Donnachadh McCarthy, The Independent
Is Boris Johnson also lying about protecting our disappearing UK wildlife? The UN secretary general, António Guterres, recently lambasted world leaders for their climate and ecological crises lies. But as the world’s top diplomat, he did not name and shame them. As the UK host of the UN Climate Summit, Boris Johnson opened it by saying: “Humanity has long since run down the clock on climate change. It’s one minute to midnight on that Doomsday clock and we need to act now. “ So, is he one of the liars called out by the UN?
His transport secretary wants more flights. His chancellor wants more North Sea oil. Johnson himself wants more coal. And in the government’s new food strategy, his environment secretary wants more high-carbon milk, cheese, sheep and farmed salmon exports.
Despite the government’s Climate Change Committee telling them that reducing animal product consumption is crucial for the government’s carbon reduction commitments, they refused to address it in the strategy. But it was a claim by the Wildlife Trusts, a federation of independent wildlife conservation charities, that really grabbed me.
They said: “The UK government has abandoned its promise to provide a third of its farming budget for Landscape Recovery — the most ambitious and large-scale approach to restoring land and rivers in the new system. This scheme, which would have included projects to restore upland peat, clean up whole river catchments, and reintroduce lost species, will now receive less than 1 per cent of the initial budget.”
This was only months after the Department for Environment, Food and Rural Affairs (Defra) published its proposals to replace the EU’s common agricultural policy (CAP) payments, based on hectares farmed, with a UK system that would reward farmers for protecting nature. In black and white they stated: “By 2028, we currently expect spending to be evenly split across farm-level, locally tailored, and landscape-scale investment”.
The government made a similar pledge in its net zero strategy: “By 2028, Defra’s plans are for total spend to be evenly split between farm-level, locally tailored, and landscape-scale investment within Environmental Land Management.”
So, I asked Defra: “The food strategy commits only £50m over three years for Landscape Recovery Projects. Have you abandoned the commitment to devote a third of the ELM budget to Landscape Recovery Projects by 2028?”They replied: “Our plans have not changed.
We never intended the future budget to be divided into rigid EU style pillars. We want funding to be led by demand from farmers”. But their plans have changed. They did plan three distinct pillars and they did plan a third of the funding for each pillar. Abandoning this for a totally “farmer led” funding allocation is a complete abrogation by the government of its laudable promise to invest in hugely important landscape level restorations.
If we are to save what is left of the UK’s devastatingly depleted wildlife, then landscape level projects are crucial. Protecting tiny scraps of the remaining, biodiversity-rich nature reserves will not protect species from extinction. Rather, these need to be seen as the protected repositories from which landscape level interventions can create large enough populations to protect threatened UK species from extinction.

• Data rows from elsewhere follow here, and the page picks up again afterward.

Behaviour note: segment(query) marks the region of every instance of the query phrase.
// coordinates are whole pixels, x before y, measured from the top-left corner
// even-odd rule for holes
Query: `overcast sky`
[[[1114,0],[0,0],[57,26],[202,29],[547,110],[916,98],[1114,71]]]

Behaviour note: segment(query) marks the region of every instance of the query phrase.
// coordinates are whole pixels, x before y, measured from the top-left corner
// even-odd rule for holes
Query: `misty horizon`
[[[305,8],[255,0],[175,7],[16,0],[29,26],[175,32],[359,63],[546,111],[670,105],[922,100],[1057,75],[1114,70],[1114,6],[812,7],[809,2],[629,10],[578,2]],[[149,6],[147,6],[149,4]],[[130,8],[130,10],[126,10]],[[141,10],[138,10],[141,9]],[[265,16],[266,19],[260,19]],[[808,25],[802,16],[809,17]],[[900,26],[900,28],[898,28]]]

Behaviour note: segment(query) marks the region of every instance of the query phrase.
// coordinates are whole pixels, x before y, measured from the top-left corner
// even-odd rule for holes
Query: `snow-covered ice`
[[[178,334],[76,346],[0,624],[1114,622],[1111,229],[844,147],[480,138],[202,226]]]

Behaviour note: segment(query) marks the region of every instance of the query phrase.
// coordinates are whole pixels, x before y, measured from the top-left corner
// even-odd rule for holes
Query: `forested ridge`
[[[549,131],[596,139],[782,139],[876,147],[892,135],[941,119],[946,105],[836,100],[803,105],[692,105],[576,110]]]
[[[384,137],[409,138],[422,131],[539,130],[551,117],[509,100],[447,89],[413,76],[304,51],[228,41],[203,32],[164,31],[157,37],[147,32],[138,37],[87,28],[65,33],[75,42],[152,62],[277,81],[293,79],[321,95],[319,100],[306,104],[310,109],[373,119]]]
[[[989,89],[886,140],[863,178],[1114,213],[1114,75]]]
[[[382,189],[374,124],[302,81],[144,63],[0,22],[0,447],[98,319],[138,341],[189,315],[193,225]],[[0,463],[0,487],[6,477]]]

With only £17m per year allocated to such projects over the next three years, what would that pay for? Rob Stoneman, director of landscape recovery for the trusts, told us: “£1m would pay for staffing and development for a single project, but you would have to be working with very willing landowners to envisage any progress.
“For £15m, landscape recovery is more feasible as it would allow you to buy a central core of land to work out from and money to support other landowners to transition from uneconomic (but subsidised) farming to businesses based on a nature rich landscape.”So £17m would deliver one decent project and development funding for two others. In other words, a drop in the ocean of the funding promised for the thousands of landscape level projects needed, to not only halt wildlife destruction, but to pay for regeneration.